Она вернулась в больничный городок ночью. Гоги сидел на скамейке возле ее дома. Он был, как всегда, в черной паре: в белой рубашке с отложным воротником, будто где-то у себя в Тбилиси или в Москве, а не в лесу, где люди не привыкли по траве ходить в лаковых ботинках.

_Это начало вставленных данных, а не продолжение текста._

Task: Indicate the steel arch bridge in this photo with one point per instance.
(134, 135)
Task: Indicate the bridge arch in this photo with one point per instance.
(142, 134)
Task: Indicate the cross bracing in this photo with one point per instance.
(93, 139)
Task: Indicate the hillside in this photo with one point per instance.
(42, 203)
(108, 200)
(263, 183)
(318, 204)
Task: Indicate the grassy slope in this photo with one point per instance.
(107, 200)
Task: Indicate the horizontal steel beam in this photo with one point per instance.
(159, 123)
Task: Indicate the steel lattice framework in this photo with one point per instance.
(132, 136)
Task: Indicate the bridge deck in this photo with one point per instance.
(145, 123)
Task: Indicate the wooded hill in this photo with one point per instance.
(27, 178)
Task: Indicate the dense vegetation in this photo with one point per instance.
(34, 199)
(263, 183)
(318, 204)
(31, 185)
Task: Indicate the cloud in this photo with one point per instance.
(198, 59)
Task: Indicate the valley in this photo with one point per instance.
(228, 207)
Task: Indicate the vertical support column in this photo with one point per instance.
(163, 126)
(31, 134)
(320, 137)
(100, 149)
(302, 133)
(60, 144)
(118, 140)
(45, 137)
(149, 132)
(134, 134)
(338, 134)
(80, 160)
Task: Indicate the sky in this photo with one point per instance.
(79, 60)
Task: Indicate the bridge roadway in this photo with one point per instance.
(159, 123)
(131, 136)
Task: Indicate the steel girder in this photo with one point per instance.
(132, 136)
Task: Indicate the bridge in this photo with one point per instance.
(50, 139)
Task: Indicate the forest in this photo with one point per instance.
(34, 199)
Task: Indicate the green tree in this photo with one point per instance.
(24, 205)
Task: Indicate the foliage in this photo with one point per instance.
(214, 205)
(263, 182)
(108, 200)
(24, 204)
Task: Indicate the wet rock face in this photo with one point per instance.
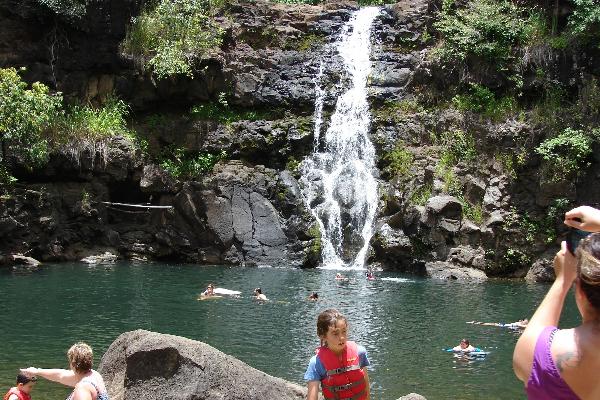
(147, 365)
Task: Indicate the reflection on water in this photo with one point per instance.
(403, 321)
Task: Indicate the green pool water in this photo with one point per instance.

Она ни с кем не хотела встречаться, больше всего не хотела встречаться с Гоги. Что ему еще нужно? Что? Она знает, что такое любовь. Знает, чем она кончается. Манефа хотела пройти, как бы не заметив Гоги, но он преградил ей дорогу. Его смуглое лицо было бледным то ли от волнения, то ли от слабого света неба, еще не захваченного здесь, над лесом, зарей.
— Пропустите меня! — Она хотела сказать это громко, но голос сел, и ее слова прозвучали еле слышно.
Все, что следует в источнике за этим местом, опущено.